On leur préférera les trois derniers courts métrages. Premier film en compétition issu de l’ONF/NFB, en collaboration avec Arte, Le Cortège de Pascal Blanchet et Rodolphe Saint-Gelais aborde la question du deuil d’une femme trop tôt disparu dans un bel écrin bourgeois. A la manière dont le cinéma a pu paraître parfois théâtral, on craignait que l’œuvre peine à se détacher de l’univers d’origine des deux auteurs : la BD et l’illustration. Mais il n’en est rien. Certes, cet aspect est présent, notamment dans certaines plongées expressives avec jeux d’ombre et teintes minimales noires, blanches et roses, mais ils en jouent subtilement. Leurs idées fonctionnent bien comme, par exemple, l’ombre du protagoniste, récemment veuf, qui tremble légèrement quand son corps est immobile à la fenêtre. Son milieu exige de lui qu’il reste de marbre et ses émotions retenues, peu avant l’enterrement, transparaissent ainsi en même temps que la rigidité sociale à laquelle il est soumis. L’animation devient alors l’âme des protagonistes. Malheureusement, et c’est un tic qu’on retrouve de plus en plus, la musique est trop insistante et avale régulièrement des sons ambiants pourtant bien pensés ; de même la voix-off est souvent peu utile et fait sombrer par moment ce grand mélo à tendance hollywoodienne dans des minauderies à l’eau de rose, particulièrement sur la fin.

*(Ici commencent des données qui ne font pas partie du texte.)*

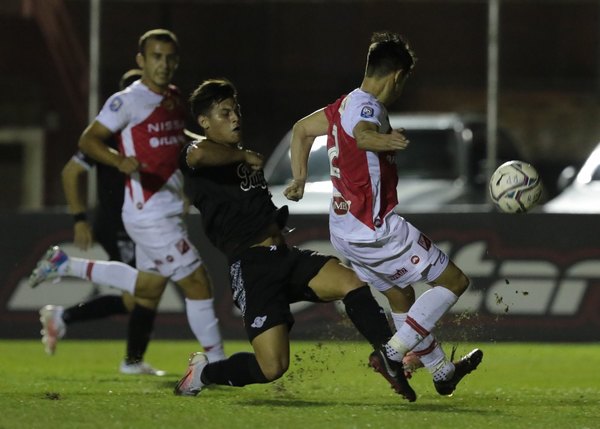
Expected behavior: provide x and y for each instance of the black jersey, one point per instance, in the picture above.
(234, 201)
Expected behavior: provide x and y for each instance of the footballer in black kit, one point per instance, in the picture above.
(237, 213)
(226, 183)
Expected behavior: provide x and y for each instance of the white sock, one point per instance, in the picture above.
(107, 273)
(205, 326)
(421, 318)
(399, 319)
(429, 352)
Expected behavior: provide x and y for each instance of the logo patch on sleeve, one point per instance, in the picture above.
(116, 104)
(366, 112)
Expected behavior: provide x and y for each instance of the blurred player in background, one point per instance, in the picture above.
(226, 183)
(109, 232)
(148, 119)
(384, 249)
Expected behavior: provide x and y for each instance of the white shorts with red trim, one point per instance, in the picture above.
(163, 246)
(405, 257)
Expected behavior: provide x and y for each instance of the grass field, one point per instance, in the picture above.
(328, 386)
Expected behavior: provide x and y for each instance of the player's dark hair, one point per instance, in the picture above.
(159, 34)
(129, 77)
(210, 92)
(389, 52)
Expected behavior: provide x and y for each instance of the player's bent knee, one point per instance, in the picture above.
(274, 370)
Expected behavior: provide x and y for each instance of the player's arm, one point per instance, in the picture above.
(93, 143)
(367, 137)
(82, 231)
(303, 136)
(210, 154)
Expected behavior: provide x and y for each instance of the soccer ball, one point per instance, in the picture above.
(515, 187)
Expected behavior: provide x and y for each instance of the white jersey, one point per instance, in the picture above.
(150, 127)
(364, 182)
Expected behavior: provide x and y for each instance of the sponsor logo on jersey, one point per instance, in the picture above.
(367, 112)
(166, 141)
(250, 179)
(340, 205)
(173, 125)
(424, 242)
(259, 322)
(399, 273)
(115, 104)
(182, 246)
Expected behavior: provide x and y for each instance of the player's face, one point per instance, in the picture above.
(158, 64)
(399, 85)
(223, 124)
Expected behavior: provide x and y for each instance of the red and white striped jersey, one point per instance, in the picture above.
(364, 182)
(150, 127)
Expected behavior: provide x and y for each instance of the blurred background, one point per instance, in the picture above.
(289, 57)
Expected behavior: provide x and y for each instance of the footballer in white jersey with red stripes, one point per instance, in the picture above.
(383, 248)
(148, 119)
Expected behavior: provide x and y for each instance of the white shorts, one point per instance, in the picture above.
(403, 258)
(163, 246)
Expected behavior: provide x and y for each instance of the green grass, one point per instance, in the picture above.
(328, 386)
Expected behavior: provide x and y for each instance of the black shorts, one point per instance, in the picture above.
(266, 280)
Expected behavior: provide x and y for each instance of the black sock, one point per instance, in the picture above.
(97, 308)
(141, 325)
(367, 316)
(238, 370)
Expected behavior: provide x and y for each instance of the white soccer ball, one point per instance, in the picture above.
(515, 187)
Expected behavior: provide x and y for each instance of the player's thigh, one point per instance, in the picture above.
(197, 285)
(272, 350)
(334, 280)
(163, 246)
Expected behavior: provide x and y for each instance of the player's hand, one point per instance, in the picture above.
(254, 159)
(129, 165)
(295, 190)
(82, 235)
(397, 140)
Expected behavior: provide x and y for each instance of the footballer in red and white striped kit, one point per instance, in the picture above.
(384, 249)
(148, 119)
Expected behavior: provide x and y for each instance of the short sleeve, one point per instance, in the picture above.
(115, 113)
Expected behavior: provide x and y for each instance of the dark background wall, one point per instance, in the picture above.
(290, 57)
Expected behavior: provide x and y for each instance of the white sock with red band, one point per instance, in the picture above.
(427, 310)
(205, 326)
(106, 273)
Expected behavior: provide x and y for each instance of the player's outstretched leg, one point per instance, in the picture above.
(191, 383)
(48, 267)
(53, 327)
(393, 372)
(462, 367)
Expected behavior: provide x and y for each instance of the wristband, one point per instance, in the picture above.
(80, 217)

Le deuxième film polonais de la sélection Deszcz (La Pluie) de Piotr Milczarek est une critique du milieu du travail contemporain à travers une réinterprétation satirique, minimaliste et comique d’un certain « darwinisme » – celui des Darwin awards. Une éminente spécialiste de notre connaissance le définissait ainsi : « la stupidité humaine, qui encourage des pratiques aussi idiotes que dangereuses, devient un nouveau critère de sélection naturelle ». Tout en plans larges dans un environnement urbain géométrique, bleuté et mortifère, la sélection des « sans-cerveau », s’opère au sommet d’un immeuble. A mesure que des silhouettes similaires, en mal de sensations fortes, sautent du toit, un super-héros cherche à les sauver jusqu’à ce que : it’s raining men… mais « too much » (même pour des Weather girls). D’une ironie grinçante, le film ne figure personne qui s’écrase mais le suggère, de même que, sans jamais le mettre en avant, il sous-entend que tout peut être causé par le temps passé dans des bureaux à accomplir des tâches aussi inutiles que rébarbatives et qui rendent fou.

Le court-métrage le plus impressionnant reste Bridge de Di Liu, film chinois issu d’un petit studio spécialisé dans la marionnette et quasi inconnu jusque-là en dehors de sa patrie d’origine. Le récit est plutôt simple et rappellera les chanbaras d’Akira Kurosawa. Il s’agit d’un pur film de combat en noir et blanc, avec ses personnages archétypaux : la jeune fille pauvre, un vieux rônin, un guerrier masqué et le bandit puissant. Combats et fuites se succèdent dans une foret comme sur un pont au milieu d’une grande averse jusqu’à un combat tripartite. L’animation des poupées est d’une grande réussite, aidée par une mise en scène intelligente qui alterne entre la suggestion comme lors d’un long et lent mouvement travelling latéral derrière un pont d’où émerge casques et morceaux d’épée, ou violence montrée comme des mains ou des têtes coupées. Le final n’épargne rien, d’une noirceur telle que toute parcelle d’humanité semble éteinte. Pour en voir quelques images, c’est par ici.

Nous avons également vu Le Voyage extraordinaire de Marona d’Anca Damian qui fourmille d’idées visuelles incroyables, mais nous y reviendrons plus longuement demain. Autre voyage moins lointain : l’exode massif, avant la fin du film, de spectateurs énervés de leurs sièges vers l’extérieur hors du cinéma malgré les trombes d’eau pour Happiness machine. Avec ce programme de courts, il n’aura pas fallu attendre longtemps pour assister au premier concert de portes claquées, ce qui collait plutôt bien à la bande-son « bruitiste ». Dommage, tout n’est pas à jeter mais là aussi nous en reparlerons plus tard.